Escribió Bertolt Brecht en 1955: “Es un privilegio de las artes el poder participar en la formación de la conciencia de una nación”. Es bien sabido que Brecht fue tachado, y lo es aún hoy con relativa alegría, de presuntuoso. Pero resulta imposible asistir ahora a semejante declaración sin un escalofrío. El dramaturgo, director de escena y ensayista Juan Antonio Hormigón acaba de lanzar un revelador texto titulado El legado de Brecht que la Asociación de Directores de Escena de España (de la que Hormigón es secretario general desde su fundación, en 1982) ha incluido en su serie Debate dentro de su catálogo de publicaciones y que invoca el legado dramático del autor de Santa Juana de los Mataderos como respuesta a la crisis del presente. Y si la afirmación de Brecht no deja de presentar una incógnita, respecto a qué hacer con el privilegio que entonces se le supone al teatro, conviene dejar claro que ese legado es también político. El más profundo renovador del arte escénico desde Shakespeare no promulga una dramática no aristotélica por un capricho barroco, sino por el empeño en significar en su tiempo. Y la posibilidad de significar entraña, más que un requerimiento intelectual, un compromiso con la acción. Hormigón indaga en la noción transformadora de la Historia que Brecht imprimió al teatro desde una posición evidentemente materialista y traslada esa atalaya a un paisaje anegado por un capitalismo que no ha dudado en adueñarse de Europa del modo más cruel cuando le ha sido necesario: a costa de los propios europeos. Porque aquella primera incógnita se extiende más allá a través de otros interrogantes: ¿Es posible un teatro político ahora que la escisión entre política y persona ha llegado a su absoluto? ¿Qué cabría esperar hoy de un teatro que asumiera al espectador como agente modificador de la realidad y que imprimiera, frente a la apatía generalizada, la conciencia real de una nación?

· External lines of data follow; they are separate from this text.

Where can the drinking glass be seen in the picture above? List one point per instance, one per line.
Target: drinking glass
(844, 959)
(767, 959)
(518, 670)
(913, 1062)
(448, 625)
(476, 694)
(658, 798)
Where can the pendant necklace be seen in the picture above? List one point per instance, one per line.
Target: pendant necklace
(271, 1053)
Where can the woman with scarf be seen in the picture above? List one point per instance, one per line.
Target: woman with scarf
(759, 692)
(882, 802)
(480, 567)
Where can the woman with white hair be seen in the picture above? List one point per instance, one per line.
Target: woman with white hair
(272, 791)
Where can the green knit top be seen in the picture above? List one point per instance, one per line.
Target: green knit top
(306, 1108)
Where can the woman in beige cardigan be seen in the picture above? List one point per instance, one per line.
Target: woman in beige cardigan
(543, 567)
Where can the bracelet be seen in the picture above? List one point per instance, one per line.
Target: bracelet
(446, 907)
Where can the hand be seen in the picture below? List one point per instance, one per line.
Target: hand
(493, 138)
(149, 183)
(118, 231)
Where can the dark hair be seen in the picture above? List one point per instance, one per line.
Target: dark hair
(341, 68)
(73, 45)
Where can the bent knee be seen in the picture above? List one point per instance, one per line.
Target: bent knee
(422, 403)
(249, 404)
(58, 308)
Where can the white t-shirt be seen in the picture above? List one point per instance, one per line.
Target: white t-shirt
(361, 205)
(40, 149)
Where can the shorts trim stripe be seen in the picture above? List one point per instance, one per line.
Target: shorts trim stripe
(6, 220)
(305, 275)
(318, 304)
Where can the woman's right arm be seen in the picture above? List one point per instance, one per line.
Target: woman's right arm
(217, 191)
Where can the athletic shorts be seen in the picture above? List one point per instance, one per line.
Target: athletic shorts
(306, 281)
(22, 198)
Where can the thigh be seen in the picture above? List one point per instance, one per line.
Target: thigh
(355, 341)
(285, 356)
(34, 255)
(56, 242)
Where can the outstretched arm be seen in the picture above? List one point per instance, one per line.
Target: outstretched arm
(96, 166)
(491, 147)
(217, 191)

En los ensayos que componen este volumen, Hormigón se hace cargo de este reto en términos de responsabilidad. Su respuesta no puede ser otra que la afirmación: un teatro político capaz de influir según su primigenio cariz de ciudadanía es posible hoy como lo ha sido siempre. Pero para ello es necesario que el propio teatro y quienes lo hacen vuelvan a descubrir esta capacidad y actúen en consecuencia. La utopía brechtiana confiere a la escena un papel decisivo en la dialéctica materialista, pero su asunción exige hoy una redefinición de la misma. Por eso Hormigón ofrece un diagnóstico a la vez que insiste en la responsabilidad de una dramática comprometida al respecto: más allá de lo que la crisis económica devora y vomita cada día, la contradicción fundamental del capitalismo en el siglo XXI es la que opone al carácter social del trabajo el carácter privado de la apropiación. Si para Brecht un teatro capaz de intervenir debe ir precedido de un teatro pedagógico, que asuma las distancias necesarias para ofrecer al espectador una lectura eficaz y alumbradora de la Historia, toda determinación en la actualidad debería fijar como primer paso el mismo procedimiento: una escena que demuestre la evidencia de esta contradicción contra los intereses al uso que promueven su invisibilidad. Hormigón sostiene que “hay un legado de Brecht perceptible y otro subterráneo”. El perceptible es bien notorio: Brecht es un reclamo habitual de la escena contemporánea, y en España, así como en Andalucía (con Ricardo Iniesta y su Atalaya como primeros aliados), tanto sus títulos como su filosofía gozan de un parlamento notable. Pero el desastre al que ha conducido un capitalismo que ante la amenaza de su extinción (tal y como ocurriera con el comunismo) se ha resuelto en su vigor más letal reclama el otro legado, el subterráneo, el que primero recurre a la didáctica y después a la praxis, el que primero instruye y después actúa. Nunca desde la Segunda Guerra Mundial ha sido Brecht tan necesario. Dejar a un lado esta urgencia acarrearía tragedias aún mayores.